Agency and client agree on a fixed flat rate with defined expectations and scope based on estimated hours and rates. An example of this model is an agency that designs five email templates for a brand or creates a website. The benefit of this model is that the client is informed about the cost and schedule of the project and is familiar with the agency team in charge of the process. However, the difficulties with the project-based compensation model is that the margin of error is small and, when projects change or estimates are out of place, the agency may bill the client for additional costs.
The fixed budget can also hinder project progress by limiting the agency's innovative ideas, not leveraging the agency's full capabilities, or sacrificing quality to meet deadlines. The time and material compensation model is generally based on a negotiated hourly rate with a general estimate of the projected hours it will take to complete a project. The estimate is calculated based on a rate sheet (each agency function has a different hourly rate) or a combined rate (an average of the hourly rate for all functions combined). This model is billed to customer as work is completed.
Actual work may require the agency to exceed or decrease the projected hours in the budget. A brand that uses an agency to help redesign a website that will involve a complex discovery process and unknown deliverables for execution could benefit from this model. A difficulty with the Time and Materials model is the lack of budgetary control. Client and agency must work harder to meet estimated budget, hours, and scope.
The retainer compensation model is generally a static monthly fee for an “hour period” of the agency's marketing service. Similar to the project-based model, the agency team working with the client is consistent and prioritizes the client's ongoing needs. In this model, agencies act as an extension of the internal marketing team. The customer can change their request or change priorities, but if the needs exceed the monthly advance, then change orders can be added to the monthly advance.
The benefit of a Retainer is having a dedicated agency team focused on solving the client's most pressing needs. The agency also builds institutional knowledge over time, as the team remains consistent throughout. From an agency perspective, Retainer offers predictable revenues that allow for a dedicated, customer-focused staff. With a Project or Time and Materials model, the ad hoc team working on a project is likely to dissipate when work is finished and accumulated knowledge is lost.
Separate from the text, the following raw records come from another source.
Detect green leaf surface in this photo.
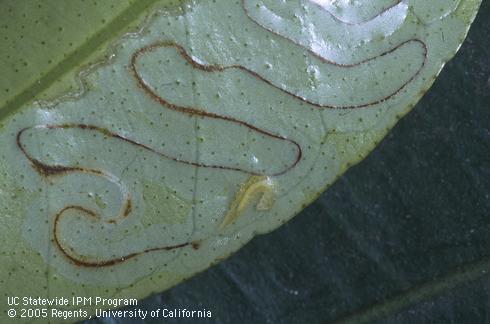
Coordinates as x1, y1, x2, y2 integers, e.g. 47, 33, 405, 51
0, 0, 479, 322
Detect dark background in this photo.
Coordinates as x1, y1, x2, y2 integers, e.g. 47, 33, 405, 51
87, 0, 490, 323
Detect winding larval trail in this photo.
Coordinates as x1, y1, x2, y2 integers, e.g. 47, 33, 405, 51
16, 0, 428, 268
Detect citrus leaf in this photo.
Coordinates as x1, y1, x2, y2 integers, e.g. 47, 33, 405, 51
0, 0, 480, 322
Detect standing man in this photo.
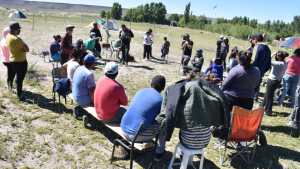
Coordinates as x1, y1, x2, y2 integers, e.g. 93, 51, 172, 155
6, 22, 29, 101
181, 33, 194, 74
72, 55, 96, 107
60, 25, 75, 65
143, 29, 153, 60
90, 22, 102, 58
253, 34, 272, 98
119, 24, 134, 65
221, 37, 229, 70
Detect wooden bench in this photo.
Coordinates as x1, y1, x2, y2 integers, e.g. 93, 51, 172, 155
83, 107, 157, 169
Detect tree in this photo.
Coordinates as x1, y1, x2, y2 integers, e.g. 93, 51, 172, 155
184, 2, 191, 24
292, 16, 300, 33
154, 2, 167, 24
111, 2, 122, 20
100, 11, 106, 18
169, 14, 179, 22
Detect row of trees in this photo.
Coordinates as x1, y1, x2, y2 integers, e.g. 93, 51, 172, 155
123, 2, 167, 24
101, 2, 300, 40
100, 2, 167, 24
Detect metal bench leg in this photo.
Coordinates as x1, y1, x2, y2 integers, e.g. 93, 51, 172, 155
129, 143, 134, 169
110, 141, 117, 164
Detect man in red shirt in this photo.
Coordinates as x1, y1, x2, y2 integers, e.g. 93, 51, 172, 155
94, 62, 128, 124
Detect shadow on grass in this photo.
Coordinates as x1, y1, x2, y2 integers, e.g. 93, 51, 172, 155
85, 119, 219, 169
128, 65, 154, 70
273, 112, 290, 117
231, 145, 300, 169
261, 125, 292, 135
23, 91, 73, 113
149, 56, 167, 65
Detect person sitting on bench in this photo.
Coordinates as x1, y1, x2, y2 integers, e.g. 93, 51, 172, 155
94, 62, 128, 124
121, 75, 166, 141
72, 55, 96, 107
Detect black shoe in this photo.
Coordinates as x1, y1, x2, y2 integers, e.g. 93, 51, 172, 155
258, 131, 268, 146
154, 152, 165, 161
82, 115, 93, 129
73, 106, 84, 120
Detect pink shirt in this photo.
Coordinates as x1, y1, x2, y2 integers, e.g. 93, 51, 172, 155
94, 76, 128, 121
286, 56, 300, 76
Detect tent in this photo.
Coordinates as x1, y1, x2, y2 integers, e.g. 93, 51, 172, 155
89, 18, 119, 31
8, 10, 27, 19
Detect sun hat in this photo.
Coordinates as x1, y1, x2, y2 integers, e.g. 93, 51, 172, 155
9, 22, 21, 30
104, 62, 119, 75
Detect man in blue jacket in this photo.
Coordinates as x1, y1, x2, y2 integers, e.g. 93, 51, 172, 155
121, 75, 166, 141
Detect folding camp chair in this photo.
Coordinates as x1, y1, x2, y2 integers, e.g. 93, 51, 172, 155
111, 121, 165, 169
51, 67, 67, 109
219, 106, 264, 165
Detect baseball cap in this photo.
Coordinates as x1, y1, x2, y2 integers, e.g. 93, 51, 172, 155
83, 55, 96, 64
66, 25, 75, 29
104, 62, 119, 75
9, 22, 21, 30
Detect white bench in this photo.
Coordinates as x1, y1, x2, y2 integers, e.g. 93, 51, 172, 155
83, 107, 157, 169
83, 107, 148, 151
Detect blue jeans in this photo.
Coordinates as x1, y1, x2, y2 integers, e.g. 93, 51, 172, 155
280, 74, 299, 105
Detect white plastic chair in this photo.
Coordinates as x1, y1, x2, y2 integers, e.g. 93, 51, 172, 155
168, 143, 204, 169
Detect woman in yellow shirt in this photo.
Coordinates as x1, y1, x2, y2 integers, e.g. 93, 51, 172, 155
6, 22, 29, 101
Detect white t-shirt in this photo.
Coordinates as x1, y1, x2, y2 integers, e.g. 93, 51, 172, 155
66, 59, 80, 82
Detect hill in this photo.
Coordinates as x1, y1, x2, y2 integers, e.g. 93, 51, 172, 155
0, 0, 126, 13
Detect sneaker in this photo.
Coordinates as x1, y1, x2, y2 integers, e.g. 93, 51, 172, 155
73, 106, 83, 120
114, 146, 129, 160
82, 115, 92, 129
154, 152, 165, 161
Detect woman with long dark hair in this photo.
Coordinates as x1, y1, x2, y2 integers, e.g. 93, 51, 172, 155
222, 51, 260, 110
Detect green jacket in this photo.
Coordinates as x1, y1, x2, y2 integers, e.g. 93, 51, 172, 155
156, 79, 229, 131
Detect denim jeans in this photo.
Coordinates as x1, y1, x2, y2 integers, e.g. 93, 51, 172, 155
280, 74, 299, 105
289, 86, 300, 129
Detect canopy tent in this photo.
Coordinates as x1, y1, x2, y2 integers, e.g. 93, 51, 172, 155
88, 18, 119, 31
8, 10, 27, 19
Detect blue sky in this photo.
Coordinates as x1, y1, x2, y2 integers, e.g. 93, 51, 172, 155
28, 0, 300, 22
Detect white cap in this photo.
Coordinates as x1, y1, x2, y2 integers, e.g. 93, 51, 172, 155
104, 62, 119, 75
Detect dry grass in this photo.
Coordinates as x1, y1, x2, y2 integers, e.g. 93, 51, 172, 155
0, 9, 300, 169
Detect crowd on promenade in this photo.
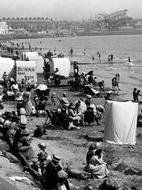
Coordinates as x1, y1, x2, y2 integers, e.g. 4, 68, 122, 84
0, 78, 108, 190
0, 40, 142, 190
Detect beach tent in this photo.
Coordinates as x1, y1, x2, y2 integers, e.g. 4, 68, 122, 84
104, 101, 138, 145
16, 61, 37, 83
0, 57, 14, 80
50, 58, 70, 78
23, 52, 44, 73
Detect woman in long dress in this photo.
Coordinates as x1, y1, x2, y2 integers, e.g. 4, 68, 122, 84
88, 149, 109, 179
23, 91, 32, 115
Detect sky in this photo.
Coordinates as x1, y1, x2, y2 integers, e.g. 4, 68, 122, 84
0, 0, 142, 20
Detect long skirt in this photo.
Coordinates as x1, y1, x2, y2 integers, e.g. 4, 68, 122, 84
89, 164, 109, 179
Occasionally, a customer will start with a relationship based on materials or projects of time and materials and move to a Retainer once trust and experience have been established. The fourth type of compensation model is commission.
This type of payment structure usually involves salespeople who are paid based on their performance in terms of sales volume or revenue generated. Commission payments are often used in industries such as real estate or insurance where salespeople are paid based on their ability to close deals. When asking about compensation, most people want to know about direct compensation, in particular base salary and variable wage. The four main types of direct compensation are hourly wage, salary, commission and bonuses. In service-oriented industries, especially retail and accommodation, tips are also sometimes included as one of the main types of compensation. Amid financial pressures, agencies are also exploring alternatives that impact cash flow, including new compensation models.
It is important to know what works best for your agency so you can negotiate a more favorable compensation model. The most common thing is to negotiate a rate with your agency that is billed by the hour once you exceed your withholding allowance.